Vous êtes les seuls à connaître votre enfant

Cet enfant, vous l’avez porté, vous l’avez emmené dans ce monde. Vous prenez soin de lui depuis bien avant sa naissance (9 mois de grossesse sans toucher à un verre de vin, ça compte ! ). Vous le scrutez, vous anticipez ses réactions, vous connaissez ou allez apprendre à connaître ses pleurs. Bref, s’il existait des championnats du monde dédiés à votre Junior, vous seriez médaille d’or et personne d’autre. 

Chacun sa méthode

Les couches se changent de différentes façons. Et c’est pareil pour tout. Votre méthode n’est pas moins bonne que celle d’un autre parent ou de votre partenaire, elle est juste différente. Arrêtez de vous comparer et restez vous-même.

Vous faites déjà de votre mieux

Entre la fatigue mentale et physique, le travail et la vie tout court, vous courez à droite et à gauche. Résultat, vous avez l’impression de tout faire à moitié et de ne jamais être au bon endroit. Ne soyez pas aussi dure avec vous-même. Regardez-vous comme vous regarderiez un ami, sans jugement, mais avec bienveillance et empathie. 

Prenez soin de vous

Plus facile à dire qu’à faire, on vous l’accorde. Il n’empêche que de se ménager du temps pour soi (faire du sport, voir des amis, se promener, dessiner, buller…) va vous aider à prendre du recul et à être de bonne humeur pour mieux faire face au doute. 

Diminuez vos attentes

Le ménage n’est pas fait ? Junior porte un t-shirt taché ? Vous allez survivre et lui aussi.  Révisez vos priorités. Une balade au parc sera plus efficace que passer l’aspirateur. Et ne vous fiez pas à tout ce que vous voyez sur Instagram. 

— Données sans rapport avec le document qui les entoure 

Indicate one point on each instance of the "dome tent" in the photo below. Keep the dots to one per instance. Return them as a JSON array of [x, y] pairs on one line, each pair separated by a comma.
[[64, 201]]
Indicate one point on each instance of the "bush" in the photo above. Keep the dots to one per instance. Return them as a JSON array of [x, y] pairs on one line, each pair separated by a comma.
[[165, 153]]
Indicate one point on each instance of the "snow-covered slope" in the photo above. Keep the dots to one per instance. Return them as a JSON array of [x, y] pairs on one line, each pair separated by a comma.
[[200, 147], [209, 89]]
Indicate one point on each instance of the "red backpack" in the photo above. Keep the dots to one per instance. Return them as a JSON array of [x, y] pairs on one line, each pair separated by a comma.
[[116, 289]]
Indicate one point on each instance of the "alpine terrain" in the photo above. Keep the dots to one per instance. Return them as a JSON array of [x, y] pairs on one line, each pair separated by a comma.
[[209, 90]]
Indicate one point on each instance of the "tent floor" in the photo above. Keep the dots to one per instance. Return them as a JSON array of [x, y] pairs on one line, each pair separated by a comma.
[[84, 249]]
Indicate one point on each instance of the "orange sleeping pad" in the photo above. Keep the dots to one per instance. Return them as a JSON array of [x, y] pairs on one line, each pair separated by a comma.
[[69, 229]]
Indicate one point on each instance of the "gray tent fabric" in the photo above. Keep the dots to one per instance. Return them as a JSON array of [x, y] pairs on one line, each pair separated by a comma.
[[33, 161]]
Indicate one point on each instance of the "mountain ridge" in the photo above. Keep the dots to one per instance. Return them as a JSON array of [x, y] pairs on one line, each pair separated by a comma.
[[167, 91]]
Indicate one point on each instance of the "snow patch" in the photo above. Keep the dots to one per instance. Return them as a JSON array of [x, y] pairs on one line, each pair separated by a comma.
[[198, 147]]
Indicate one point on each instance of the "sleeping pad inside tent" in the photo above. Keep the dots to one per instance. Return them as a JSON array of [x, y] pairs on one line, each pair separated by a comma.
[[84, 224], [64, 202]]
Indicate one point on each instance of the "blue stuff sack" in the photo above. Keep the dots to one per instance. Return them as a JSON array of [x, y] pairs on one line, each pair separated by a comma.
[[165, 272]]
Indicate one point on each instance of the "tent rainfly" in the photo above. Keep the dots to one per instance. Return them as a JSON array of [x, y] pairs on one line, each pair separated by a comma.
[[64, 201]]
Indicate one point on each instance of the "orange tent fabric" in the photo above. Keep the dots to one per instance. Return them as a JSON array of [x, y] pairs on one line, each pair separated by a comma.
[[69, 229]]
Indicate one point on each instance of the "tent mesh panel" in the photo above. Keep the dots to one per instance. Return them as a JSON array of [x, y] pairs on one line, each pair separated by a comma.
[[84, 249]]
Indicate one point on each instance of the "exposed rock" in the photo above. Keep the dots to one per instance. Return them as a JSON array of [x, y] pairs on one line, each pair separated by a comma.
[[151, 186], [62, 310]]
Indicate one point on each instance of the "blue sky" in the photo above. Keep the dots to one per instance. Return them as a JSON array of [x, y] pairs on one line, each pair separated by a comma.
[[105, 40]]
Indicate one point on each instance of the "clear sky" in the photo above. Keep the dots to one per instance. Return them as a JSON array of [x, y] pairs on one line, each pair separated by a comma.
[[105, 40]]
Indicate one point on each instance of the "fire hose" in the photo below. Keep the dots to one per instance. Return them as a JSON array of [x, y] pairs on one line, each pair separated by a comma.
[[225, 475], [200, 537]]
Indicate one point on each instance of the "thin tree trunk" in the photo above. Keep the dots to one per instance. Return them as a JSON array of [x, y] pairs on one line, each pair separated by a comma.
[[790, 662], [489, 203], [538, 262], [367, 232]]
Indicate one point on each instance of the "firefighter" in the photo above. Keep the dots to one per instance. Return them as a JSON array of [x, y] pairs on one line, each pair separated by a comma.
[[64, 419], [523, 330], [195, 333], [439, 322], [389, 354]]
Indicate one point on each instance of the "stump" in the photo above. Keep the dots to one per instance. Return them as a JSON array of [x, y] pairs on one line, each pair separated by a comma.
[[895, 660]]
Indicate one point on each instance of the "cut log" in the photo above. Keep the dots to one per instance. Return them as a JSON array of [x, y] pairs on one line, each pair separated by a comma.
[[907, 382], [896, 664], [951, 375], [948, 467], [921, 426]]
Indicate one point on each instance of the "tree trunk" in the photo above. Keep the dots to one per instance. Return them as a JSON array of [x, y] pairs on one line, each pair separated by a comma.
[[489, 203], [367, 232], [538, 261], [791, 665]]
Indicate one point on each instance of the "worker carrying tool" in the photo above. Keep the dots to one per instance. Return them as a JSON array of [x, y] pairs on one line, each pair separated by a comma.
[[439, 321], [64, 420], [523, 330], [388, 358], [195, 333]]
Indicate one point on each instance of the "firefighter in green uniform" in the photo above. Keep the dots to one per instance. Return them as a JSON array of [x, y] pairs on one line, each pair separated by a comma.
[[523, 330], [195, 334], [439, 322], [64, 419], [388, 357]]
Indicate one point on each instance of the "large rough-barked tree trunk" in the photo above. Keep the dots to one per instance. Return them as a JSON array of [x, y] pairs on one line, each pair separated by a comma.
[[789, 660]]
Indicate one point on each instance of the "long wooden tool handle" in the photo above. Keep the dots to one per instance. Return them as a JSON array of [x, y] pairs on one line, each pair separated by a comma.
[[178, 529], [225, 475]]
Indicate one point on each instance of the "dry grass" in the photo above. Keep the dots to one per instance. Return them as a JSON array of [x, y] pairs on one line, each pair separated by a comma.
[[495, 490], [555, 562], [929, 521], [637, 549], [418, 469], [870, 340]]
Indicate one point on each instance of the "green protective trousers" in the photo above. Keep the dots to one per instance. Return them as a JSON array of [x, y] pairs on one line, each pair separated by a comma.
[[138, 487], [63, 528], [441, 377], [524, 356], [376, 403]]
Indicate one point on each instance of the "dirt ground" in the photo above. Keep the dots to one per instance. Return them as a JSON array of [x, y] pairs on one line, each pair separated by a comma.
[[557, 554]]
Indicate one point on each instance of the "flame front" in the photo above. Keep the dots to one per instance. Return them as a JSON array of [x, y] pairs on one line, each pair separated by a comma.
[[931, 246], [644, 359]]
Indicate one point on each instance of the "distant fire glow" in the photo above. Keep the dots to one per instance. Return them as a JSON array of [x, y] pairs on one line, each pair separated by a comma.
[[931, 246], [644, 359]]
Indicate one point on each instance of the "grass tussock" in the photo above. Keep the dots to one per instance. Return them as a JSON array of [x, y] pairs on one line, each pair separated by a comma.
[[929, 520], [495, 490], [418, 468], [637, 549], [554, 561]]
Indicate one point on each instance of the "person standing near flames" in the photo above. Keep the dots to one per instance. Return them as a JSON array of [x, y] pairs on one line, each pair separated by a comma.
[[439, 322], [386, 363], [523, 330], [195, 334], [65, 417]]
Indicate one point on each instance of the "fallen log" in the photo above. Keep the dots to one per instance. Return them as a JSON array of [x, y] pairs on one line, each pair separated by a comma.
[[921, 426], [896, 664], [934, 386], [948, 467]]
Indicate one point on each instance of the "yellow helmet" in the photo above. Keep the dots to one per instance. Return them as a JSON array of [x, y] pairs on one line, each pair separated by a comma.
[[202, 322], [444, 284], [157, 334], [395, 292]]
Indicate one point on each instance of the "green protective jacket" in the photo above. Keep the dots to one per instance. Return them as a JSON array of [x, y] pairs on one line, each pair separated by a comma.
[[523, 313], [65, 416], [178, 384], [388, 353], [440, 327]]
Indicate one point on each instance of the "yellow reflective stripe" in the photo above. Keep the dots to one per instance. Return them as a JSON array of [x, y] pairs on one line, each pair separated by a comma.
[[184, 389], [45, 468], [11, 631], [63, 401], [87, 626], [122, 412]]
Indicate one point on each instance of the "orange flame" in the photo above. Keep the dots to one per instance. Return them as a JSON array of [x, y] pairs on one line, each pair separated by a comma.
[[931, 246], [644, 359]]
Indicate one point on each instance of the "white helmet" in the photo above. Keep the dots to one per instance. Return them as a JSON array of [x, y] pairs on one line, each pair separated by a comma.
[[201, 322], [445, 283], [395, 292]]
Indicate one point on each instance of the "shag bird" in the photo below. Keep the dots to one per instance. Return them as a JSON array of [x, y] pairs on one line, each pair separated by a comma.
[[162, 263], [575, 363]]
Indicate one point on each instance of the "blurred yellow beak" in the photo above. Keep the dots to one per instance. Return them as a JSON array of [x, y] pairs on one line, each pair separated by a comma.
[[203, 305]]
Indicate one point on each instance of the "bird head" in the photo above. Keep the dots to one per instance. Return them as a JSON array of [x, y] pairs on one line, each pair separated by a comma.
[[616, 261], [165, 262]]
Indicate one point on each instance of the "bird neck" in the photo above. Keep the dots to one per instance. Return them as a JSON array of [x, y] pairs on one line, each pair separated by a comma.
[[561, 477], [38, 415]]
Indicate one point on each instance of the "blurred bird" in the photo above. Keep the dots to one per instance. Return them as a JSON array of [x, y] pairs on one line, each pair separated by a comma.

Vous avez le droit à l’erreur

C’est un peu bateau, mais si vrai. Les erreurs, même parentales, nous donnent des indications sur le bon chemin à prendre. Répétez après nous « Cool, je me suis trompé, j’ai appris un truc ». Et vive le lâcher-prise.

Regardez le chemin déjà accompli

Petite séance flash-back, lorsque vous êtes rentré de la maternité avec votre enfant dans les bras. D’un seul coup, la panique est montée. Vous vous êtes écrié « mais qu’est-ce qu’on a fait ! ». Vous en avez parcouru du chemin depuis ! Soyez fier des étapes déjà surmontées. Vous y êtes arrivés, vous avez trouvé des solutions et ça va continuer. 

De l’amour et du lait

Votre enfant n’a pas besoin de perfection. Vous imaginez la pression quand il sera grand ? Comment pourrait-il être à la hauteur de ses parents si géniaux ? Finalement, vous lui rendez service. En vrai, les enfants ont besoin d’amour et de sécurité. 

Appelez à l’aide  

Avoir confiance en soi, c’est aussi avoir confiance dans les autres. Alors quand vous n’en pouvez plus, appelez à l’aide. Votre famille, votre conjoint, vos amis, une baby-sitter… Vous n’êtes pas Shiva.

Votre enfant, vos choix

Il arrive qu’au travers du regard des autres (famille ou proche), on sente de la réprobation. Petit secret : la seule personne que vous devez contenter dans vos choix, c’est vous-même. D’ailleurs, relisez notre point numéro 1, vous seul connaissez parfaitement votre enfant et ses besoins. Ni vos parents, ni vos beaux-parents, ni vos amis.